“Salerno, Laboratorio della Transizione Ecologica”
Premessa
Il 30 gennaio 2026, lo storico Salone Bottiglieri di Palazzo Sant’Agostino ha ospitato un incontro cruciale per il futuro energetico del territorio salernitano. Il seminario, dal titolo “La Transizione Energetica: dal Conto Termico all’Autoconsumo Diffuso”, si è configurato non solo come un momento formativo, ma come un vero e proprio “cantiere di idee” per la provincia.
Cronaca e Interventi Chiave
L’evento ha visto la partecipazione dei vertici istituzionali e tecnici, con un focus operativo su come trasformare i comuni e le imprese locali in protagonisti della sostenibilità.
* Apertura Istituzionale: Il Presidente della Provincia di Salerno, Giovanni Guzzo, ha aperto i lavori sottolineando come Salerno voglia candidarsi a “provincia guida” per le comunità energetiche. L’Assessore Regionale Fulvio Bonavitacola ha invece inquadrato il tema nel più ampio piano regionale campano, evidenziando la necessità di sburocratizzare i processi per l’installazione di impianti rinnovabili.
* Il Ruolo di ENER e GSE: Marcello Trento (Presidente Nazionale ENER) ha presentato il progetto degli Accelleratori Territoriali, sottolineando che la transizione non è solo tecnologica ma culturale: “Dobbiamo passare dal concetto di utente a quello di produttore”.
* Approfondimento Tecnico: Particolarmente atteso è stato l’intervento dell’Avv. Vittorio La Monica (GSE – Ufficio Promozione e Assistenza alla PA), il quale ha illustrato le novità del Decreto CACER e le regole operative per accedere agli incentivi del Gestore Servizi Energetici. La Monica ha chiarito come le Pubbliche Amministrazioni possano oggi abbattere drasticamente i costi energetici attraverso modelli di condivisione dell’energia.
* Contributi Professionali: Gli interventi di Nicola Polito (Fincantieri NexTech) e Ciro Romano (C.N.R.) hanno spostato l’attenzione sull’innovazione tecnologica e sulla sicurezza dei sistemi di gestione energetica, mentre la moderatrice Serena M. Candigliota ha ricordato il valore etico e sociale dell’essere “comunità” energetica.
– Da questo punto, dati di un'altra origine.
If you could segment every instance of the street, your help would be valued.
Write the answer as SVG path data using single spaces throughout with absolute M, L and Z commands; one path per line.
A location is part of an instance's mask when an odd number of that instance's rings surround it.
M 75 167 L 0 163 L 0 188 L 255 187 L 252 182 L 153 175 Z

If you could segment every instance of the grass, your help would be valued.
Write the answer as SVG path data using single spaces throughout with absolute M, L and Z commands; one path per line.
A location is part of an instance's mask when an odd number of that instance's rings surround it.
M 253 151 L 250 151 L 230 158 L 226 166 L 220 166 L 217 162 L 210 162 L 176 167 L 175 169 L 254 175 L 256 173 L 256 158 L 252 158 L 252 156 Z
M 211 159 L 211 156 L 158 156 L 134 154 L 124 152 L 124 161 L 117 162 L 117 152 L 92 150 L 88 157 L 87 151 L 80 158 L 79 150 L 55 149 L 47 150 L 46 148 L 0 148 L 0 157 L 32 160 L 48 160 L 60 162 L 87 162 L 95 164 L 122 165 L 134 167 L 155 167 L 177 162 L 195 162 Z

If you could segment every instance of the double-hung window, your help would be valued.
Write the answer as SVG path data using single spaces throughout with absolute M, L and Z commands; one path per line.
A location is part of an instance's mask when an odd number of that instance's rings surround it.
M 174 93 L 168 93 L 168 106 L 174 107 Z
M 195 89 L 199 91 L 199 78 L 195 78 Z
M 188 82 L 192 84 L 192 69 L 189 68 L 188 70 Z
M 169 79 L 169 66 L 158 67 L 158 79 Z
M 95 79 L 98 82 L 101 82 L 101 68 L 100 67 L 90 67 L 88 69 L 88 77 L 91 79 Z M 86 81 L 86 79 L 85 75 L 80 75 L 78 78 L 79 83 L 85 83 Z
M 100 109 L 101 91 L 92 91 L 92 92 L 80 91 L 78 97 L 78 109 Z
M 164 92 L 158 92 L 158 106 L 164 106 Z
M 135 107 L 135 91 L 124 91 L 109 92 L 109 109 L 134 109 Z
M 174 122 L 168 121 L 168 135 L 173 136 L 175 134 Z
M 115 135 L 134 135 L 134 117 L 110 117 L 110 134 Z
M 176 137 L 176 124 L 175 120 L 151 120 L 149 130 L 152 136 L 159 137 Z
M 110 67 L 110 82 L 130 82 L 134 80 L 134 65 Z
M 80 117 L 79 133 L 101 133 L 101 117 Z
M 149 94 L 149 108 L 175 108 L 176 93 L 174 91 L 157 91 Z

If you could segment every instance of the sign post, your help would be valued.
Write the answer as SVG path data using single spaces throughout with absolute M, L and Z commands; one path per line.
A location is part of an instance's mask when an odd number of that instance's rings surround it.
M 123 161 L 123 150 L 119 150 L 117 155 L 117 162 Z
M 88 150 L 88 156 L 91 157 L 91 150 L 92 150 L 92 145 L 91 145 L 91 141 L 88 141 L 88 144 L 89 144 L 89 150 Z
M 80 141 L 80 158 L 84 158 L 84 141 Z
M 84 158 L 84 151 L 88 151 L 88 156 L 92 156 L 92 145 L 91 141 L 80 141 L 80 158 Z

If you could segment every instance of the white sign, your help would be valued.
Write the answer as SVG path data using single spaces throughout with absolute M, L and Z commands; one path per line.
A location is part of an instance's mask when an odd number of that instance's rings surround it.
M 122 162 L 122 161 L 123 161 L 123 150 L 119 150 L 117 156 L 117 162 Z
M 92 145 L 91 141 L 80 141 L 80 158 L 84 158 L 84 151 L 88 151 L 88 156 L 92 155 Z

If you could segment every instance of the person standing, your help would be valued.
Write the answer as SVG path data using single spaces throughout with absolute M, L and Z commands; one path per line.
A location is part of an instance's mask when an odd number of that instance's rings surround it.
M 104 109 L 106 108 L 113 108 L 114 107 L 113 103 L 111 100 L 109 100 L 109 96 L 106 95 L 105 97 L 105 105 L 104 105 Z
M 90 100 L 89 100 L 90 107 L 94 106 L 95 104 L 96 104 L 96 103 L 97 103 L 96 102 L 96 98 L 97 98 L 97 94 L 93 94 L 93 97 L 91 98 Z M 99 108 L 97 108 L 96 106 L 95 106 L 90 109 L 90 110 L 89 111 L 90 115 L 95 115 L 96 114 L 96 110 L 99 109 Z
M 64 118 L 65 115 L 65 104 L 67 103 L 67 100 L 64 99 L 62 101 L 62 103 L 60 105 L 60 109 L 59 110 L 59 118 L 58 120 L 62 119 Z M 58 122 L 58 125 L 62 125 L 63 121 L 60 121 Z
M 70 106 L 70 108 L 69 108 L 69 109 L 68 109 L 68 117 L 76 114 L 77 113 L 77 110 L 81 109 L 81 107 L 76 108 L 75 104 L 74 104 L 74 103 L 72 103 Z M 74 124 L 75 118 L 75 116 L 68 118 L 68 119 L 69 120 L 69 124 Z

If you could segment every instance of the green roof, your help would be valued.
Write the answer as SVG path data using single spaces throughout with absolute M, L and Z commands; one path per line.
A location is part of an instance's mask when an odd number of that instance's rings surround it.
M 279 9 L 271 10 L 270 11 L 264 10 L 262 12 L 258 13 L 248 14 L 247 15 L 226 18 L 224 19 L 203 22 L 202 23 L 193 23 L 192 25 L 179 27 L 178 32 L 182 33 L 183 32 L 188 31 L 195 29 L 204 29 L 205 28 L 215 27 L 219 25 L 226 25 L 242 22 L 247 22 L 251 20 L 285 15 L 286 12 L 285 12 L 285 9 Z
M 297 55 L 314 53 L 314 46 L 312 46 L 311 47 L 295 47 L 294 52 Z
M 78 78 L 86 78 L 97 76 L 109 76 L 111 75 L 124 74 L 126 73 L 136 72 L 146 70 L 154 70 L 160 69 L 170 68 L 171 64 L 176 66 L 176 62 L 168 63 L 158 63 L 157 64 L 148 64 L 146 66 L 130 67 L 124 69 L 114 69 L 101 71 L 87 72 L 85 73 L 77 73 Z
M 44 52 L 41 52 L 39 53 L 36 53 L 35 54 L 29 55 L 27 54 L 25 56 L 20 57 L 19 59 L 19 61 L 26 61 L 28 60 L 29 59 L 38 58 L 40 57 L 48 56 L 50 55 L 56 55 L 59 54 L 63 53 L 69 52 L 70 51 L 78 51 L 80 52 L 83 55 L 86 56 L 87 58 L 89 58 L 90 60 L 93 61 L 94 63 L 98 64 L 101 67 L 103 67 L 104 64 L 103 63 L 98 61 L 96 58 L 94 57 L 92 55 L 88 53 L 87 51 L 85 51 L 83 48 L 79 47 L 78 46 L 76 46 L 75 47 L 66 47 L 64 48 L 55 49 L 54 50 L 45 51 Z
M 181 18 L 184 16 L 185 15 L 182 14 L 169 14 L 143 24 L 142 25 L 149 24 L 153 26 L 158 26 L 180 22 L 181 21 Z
Precisazione sulla Partecipazione
Si conferma, come riscontrato dalle cronache e dai verbali dell’evento, che il Dott. Christian Tettamanti (M.A.S.E.), inizialmente inserito nelle bozze di programma, non è stato presente. I lavori sono proseguiti regolarmente con il panel degli altri esperti confermati.
Conclusioni e Prospettive
Dalla giornata è emerso un messaggio chiaro: la provincia di Salerno possiede le competenze e il supporto istituzionale (tramite ENER e GSE) per avviare una stagione di indipendenza energetica.
L’evento si è concluso con l’annuncio di futuri tavoli tecnici itineranti nei vari comuni della provincia per supportare sindaci e cittadini nella creazione delle prime CER (Comunità Energetiche Rinnovabili) salernitane.
Punti di forza emersi (da evidenziare in un eventuale articolo):
* Sinergia Istituzionale: Collaborazione reale tra Provincia, Regione e GSE.
* Operatività: Non solo teoria, ma istruzioni pratiche su Conto Termico e Autoconsumo.
* Visione Sociale: La transizione vista come strumento per combattere la povertà energetica.